By KRIS HUNDLEY, Times Staff Writer
© St. Petersburg Times
published April 14, 2003

HealthSouth Corp. may be crumbling under the weight of a federal investigation into an alleged multibillion-dollar accounting scheme by its founder and top executives, including nine who have pleaded guilty to wrongdoing. But officials with HealthSouth's operations in the Tampa Bay area say things are just hunky-dory.

The Birmingham, Ala., company has 18 outpatient rehab centers, one outpatient surgery center and two rehab hospitals locally, including one in Brooksville that opened a week ago. Elaine Ebaugh, administrator of the company's Largo hospital, said she has had questions from doctors, patients, vendors and employees, but her 70-bed facility is nearly full.

"We're really all in shock," said Ebaugh, a 14-year veteran of HealthSouth. She met Richard Scrushy, the recently ousted chairman accused of masterminding the company's financial shenanigans, during his 1996 visit to Largo. "He was certainly an incredible, motivating leader," she said, "someone we were proud to work for."

In other parts of the country, HealthSouth isn't faring as well. At HealthSouth surgery centers in other locations, doctors who are part owners in the business are trying to remove the HealthSouth name or jettison the partnership.

That's not the case here, said Patsy Conyer, administrator of the outpatient surgery center on Pasadena Avenue. "We actually had a rise in cases last month," she said. "Our physicians have been very supportive."
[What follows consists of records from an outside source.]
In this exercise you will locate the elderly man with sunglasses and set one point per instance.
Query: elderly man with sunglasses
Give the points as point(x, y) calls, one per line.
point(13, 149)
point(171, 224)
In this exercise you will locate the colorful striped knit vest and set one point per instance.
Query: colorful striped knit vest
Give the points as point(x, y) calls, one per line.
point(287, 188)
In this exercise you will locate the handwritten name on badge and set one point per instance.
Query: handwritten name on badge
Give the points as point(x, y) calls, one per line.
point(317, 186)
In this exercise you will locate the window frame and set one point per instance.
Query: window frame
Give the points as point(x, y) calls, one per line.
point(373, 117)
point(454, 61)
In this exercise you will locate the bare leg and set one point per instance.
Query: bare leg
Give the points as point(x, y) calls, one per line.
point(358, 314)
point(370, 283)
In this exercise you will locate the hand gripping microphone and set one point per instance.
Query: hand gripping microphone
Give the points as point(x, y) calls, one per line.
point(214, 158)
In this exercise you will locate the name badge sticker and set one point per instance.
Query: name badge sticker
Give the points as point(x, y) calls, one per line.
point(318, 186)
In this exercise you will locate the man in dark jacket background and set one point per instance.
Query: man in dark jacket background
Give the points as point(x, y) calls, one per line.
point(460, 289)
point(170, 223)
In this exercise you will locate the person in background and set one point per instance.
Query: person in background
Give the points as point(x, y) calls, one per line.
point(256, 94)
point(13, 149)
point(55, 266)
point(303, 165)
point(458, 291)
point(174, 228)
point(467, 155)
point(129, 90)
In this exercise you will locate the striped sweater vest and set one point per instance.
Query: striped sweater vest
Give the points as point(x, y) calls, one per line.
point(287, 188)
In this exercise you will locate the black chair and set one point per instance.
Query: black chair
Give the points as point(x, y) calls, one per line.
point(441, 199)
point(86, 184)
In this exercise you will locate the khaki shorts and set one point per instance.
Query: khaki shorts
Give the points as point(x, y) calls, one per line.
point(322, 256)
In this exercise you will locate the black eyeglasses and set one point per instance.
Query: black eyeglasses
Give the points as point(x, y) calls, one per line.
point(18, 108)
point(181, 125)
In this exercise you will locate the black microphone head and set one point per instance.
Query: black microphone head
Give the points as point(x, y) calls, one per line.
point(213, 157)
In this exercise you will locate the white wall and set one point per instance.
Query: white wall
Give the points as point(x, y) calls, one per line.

Thirty-eight local doctors own 1 percent or less of HealthSouth's St. Petersburg Surgery Center, while the company holds 65 percent.

One of the doctor-partners, St. Petersburg ophthalmologist Richard D. Smith, has been reading about HealthSouth's troubles in the newspaper, but said it's had no effect on his surgery schedule.

"That facility was here long before HealthSouth and it will continue long after them," Smith said, noting that the center had two corporate owners before HealthSouth bought it in 1996. "I'm not happy about HealthSouth's problems, but the doctors on the staff consider it our local center. That's the way we always looked at it and still do."